Tras su espectáculo, Beyoncé recibió de las manos de su marido Zay Z y su hija Blue Ivy el galardón honorífico Michael Jackson Video Vanguard, que MTV concede a artistas con un "increíble y duradero impacto en la cultura pop".
Antes que ella, fueron merecedores de ese premio Madonna, Beastie Boys, Britney Spears y Justin Timberlake. "Buen trabajo, mamá", dijo la hija de Beyoncé al reencontrase con su madre, quien aseguró sentirse "llena de agradecimiento" antes de besar a su esposo delante de las cámaras en un gesto que sirvió para acallar los rumores de divorcio después de las recientes tensiones familiares.
El triunfo de Beyoncé no fue completo al quedarse a las puertas del premio grande de la velada, el de mejor vídeo musical, que fue a las manos de Miley Cyrus por "Wrecking Ball". Cyrus regresó a la ceremonia que puso patas arriba en 2013 con una controvertida actuación cargada de gestos obscenos, aunque en esta ocasión buscó llamar la atención de otra forma.
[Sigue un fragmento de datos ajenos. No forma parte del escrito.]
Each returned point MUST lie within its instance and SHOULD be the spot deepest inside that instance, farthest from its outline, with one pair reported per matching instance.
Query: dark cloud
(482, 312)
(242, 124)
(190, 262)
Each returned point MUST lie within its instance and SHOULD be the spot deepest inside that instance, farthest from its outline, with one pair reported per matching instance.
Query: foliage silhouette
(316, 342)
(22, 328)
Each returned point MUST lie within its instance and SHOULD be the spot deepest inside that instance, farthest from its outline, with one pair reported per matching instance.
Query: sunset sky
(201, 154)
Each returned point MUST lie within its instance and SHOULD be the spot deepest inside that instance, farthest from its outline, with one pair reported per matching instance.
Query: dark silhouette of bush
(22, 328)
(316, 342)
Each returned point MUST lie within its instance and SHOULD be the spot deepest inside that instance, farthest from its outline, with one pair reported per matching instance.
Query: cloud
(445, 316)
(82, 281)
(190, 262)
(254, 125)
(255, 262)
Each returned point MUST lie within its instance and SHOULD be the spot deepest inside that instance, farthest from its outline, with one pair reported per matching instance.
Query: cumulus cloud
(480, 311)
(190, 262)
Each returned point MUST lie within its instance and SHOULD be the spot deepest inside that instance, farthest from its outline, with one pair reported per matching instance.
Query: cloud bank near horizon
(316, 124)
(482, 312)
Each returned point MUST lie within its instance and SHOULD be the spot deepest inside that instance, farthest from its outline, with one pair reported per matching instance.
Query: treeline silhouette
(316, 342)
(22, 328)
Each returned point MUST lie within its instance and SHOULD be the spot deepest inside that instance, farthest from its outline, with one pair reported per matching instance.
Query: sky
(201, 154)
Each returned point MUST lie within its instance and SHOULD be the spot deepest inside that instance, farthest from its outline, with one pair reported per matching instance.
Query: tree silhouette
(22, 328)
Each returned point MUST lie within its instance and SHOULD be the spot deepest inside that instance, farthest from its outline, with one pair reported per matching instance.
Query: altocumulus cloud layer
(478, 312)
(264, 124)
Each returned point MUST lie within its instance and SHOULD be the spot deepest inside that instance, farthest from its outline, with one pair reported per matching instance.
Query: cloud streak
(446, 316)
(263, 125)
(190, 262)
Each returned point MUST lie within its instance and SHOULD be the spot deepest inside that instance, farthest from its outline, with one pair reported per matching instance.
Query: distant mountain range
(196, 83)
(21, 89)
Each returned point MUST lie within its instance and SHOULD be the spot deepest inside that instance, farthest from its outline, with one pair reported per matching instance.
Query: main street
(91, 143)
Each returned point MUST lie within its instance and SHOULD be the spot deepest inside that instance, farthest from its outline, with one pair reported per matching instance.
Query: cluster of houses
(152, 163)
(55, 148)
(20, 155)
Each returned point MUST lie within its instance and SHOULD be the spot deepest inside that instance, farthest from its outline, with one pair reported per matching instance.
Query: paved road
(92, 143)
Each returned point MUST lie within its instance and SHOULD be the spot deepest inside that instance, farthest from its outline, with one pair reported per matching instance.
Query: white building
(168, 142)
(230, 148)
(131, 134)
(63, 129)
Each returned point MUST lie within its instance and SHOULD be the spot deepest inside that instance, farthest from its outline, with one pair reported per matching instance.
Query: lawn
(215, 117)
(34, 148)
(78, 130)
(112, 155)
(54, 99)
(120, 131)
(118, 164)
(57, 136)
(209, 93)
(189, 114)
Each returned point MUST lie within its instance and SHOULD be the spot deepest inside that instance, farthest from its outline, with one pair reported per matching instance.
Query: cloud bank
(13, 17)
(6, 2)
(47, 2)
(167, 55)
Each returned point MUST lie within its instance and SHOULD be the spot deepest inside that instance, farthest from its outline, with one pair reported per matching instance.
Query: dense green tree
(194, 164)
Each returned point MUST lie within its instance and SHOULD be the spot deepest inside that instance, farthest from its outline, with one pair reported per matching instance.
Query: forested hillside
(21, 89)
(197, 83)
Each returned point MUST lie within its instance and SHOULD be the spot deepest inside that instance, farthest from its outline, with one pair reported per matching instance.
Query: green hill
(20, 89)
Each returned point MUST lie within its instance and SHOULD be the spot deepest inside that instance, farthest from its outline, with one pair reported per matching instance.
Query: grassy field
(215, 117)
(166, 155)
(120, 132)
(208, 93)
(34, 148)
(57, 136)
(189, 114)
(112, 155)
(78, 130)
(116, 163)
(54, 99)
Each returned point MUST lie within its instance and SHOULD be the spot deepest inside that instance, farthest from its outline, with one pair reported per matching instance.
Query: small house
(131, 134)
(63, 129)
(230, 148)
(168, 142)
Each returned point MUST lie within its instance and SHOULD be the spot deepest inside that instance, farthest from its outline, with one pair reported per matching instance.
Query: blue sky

En vez de tomar el micrófono para las habituales gracias y dedicatorias, la cantante cedió el testigo a un joven recién salido de la indigencia para que empleara ese tiempo en despertar la conciencia social de los espectadores. "Los Ángeles, capital del entretenimiento, tiene el mayor número de jóvenes sin hogar en Estados Unidos. La industria de la música hará este año más de 6.000 millones de dólares y a las puertas de este recinto hay 54.000 seres humanos que no tienen hogar", dijo el portavoz de Cyrus, llamado Jesse.